Premium and Enterprise members have the option of reducing the delay of their streams from the source to their viewers by enabling low-latency streaming in their event settings.
This feature is currently in a beta test. If you would like to be opted into the beta test, please contact support.
When you create a new event (or open an existing recurring event), you will be brought to the live settings page, with the Event tab open by default. Below this tab is where you can find the Low-latency streaming toggle switch.
If you toggle it on, the delay of your stream from the source to your viewers will be reduced to less than 10 seconds (without it, latency can range from 15-25 seconds).
- If you enable low-latency streaming, you will not be able to enable auto closed captions and vice versa.
- If your organization also utilizes the corporate eCDN feature on the account, this will override the low-latency setting on your event. Currently, these features cannot be used together. If you wish to disable eCDN in order to use low latency, please contact us.
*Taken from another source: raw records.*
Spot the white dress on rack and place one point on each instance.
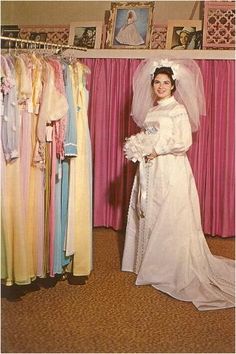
(165, 245)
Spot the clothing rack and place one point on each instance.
(47, 45)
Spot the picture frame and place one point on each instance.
(11, 31)
(158, 36)
(86, 34)
(130, 25)
(184, 34)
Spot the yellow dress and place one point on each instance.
(80, 208)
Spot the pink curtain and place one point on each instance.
(211, 156)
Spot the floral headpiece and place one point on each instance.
(166, 63)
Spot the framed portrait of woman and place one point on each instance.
(184, 34)
(130, 25)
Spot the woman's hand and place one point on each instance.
(151, 156)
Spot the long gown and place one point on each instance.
(129, 34)
(165, 245)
If you enable low-latency streaming for a recurring event, the setting will remain on for all future streams to that event (unless you manually disable it). Low-latency streaming cannot be turned on or off mid-event; you would need to toggle the switch before you start streaming.
What contributes to latency?
Latency--which is the term we use to refer to the time the camera captures the content to the time your viewers see it--has many varying factors that contribute to it. It generally comes down to the relationship between network congestion, CPU resources, and the stream’s quality (bitrate and resolution) throughout the stream’s journey from the source to the player.
A typical stream works like this:
- Production workflow: This is your camera(s), video mixer, encoder, everything that you set up locally to produce your stream. It could be as simple as a webcam using our browser encoder or as complex as an external encoder with multiple camera inputs. The main factors here for latency are your encoder’s CPU capacity and network speed/bandwidth.
- Vimeo processes the stream: We ingest and decode the incoming stream, then re-encode it into multiple qualities and a more consumable format for viewing. The low-latency toggle does not impact this process.
- CDN sends content to the player: We use content delivery networks (CDNs) to distribute your content all over the world to then playback in the Vimeo player. As part of this process, the player keeps a certain amount of content pre-loaded (or “buffered”) to ensure a smooth playback experience should there be a network-related slowdown prior to this point. Enabling low-latency streaming will reduce the amount of content the player has prepared prior to playing back to the viewer.
At any point in this process, there is potential for stream back-up and network slowdown, which could be outside of your or Vimeo’s control. When we build up a buffer in the player, that allows time for any network-related slowdowns to catch up if while still providing a smoother and high-quality playback experience for the viewer even if they are a little further behind. This also allows the player to download the highest possible quality when all systems are functioning without delay.
Why wouldn't I always use low latency mode?
We know our users are eager to reduce the delay of their live events to their viewers. However, there is a trade-off when enabling low-latency, in that when your stream moves from your encoder to our ingest servers and CDN to your viewers, it skips some of the steps we’d otherwise take to ensure a reliable and high-quality viewer experience.
Regardless of the latency setting, the player will create different qualities and pre-load video in the player before displaying it to the viewer. The difference between default latency and low latency is how much of the video is pre-loaded and prepared (also referred to as buffered) for playback. With low latency enabled, the player prepares less content at a more frequent rate, which can create less margin for error should there be a network issue in the process.
Your viewers may also see a reduction in video quality if there are network slowdowns in the process that prevent the player from quickly adapting to the highest possible bitrate if the highest quality isn’t yet buffered. Keeping the default latency setting would allow more time for higher-quality video to load.
If your content is more time-sensitive and/or requires closer to real-time interaction with your audience, that’s the ideal use case for enabling low latency. However, be mindful that if there is network congestion or CPU limitations along the way it’s more likely that your viewers will experience buffering or low-quality streaming in the player.
Events that do not need much interaction with viewers will not see any benefit of a low-latency stream, and as such we would recommend keeping low-latency turned off.
As always, we strongly recommend testing and rehearsing prior to your event.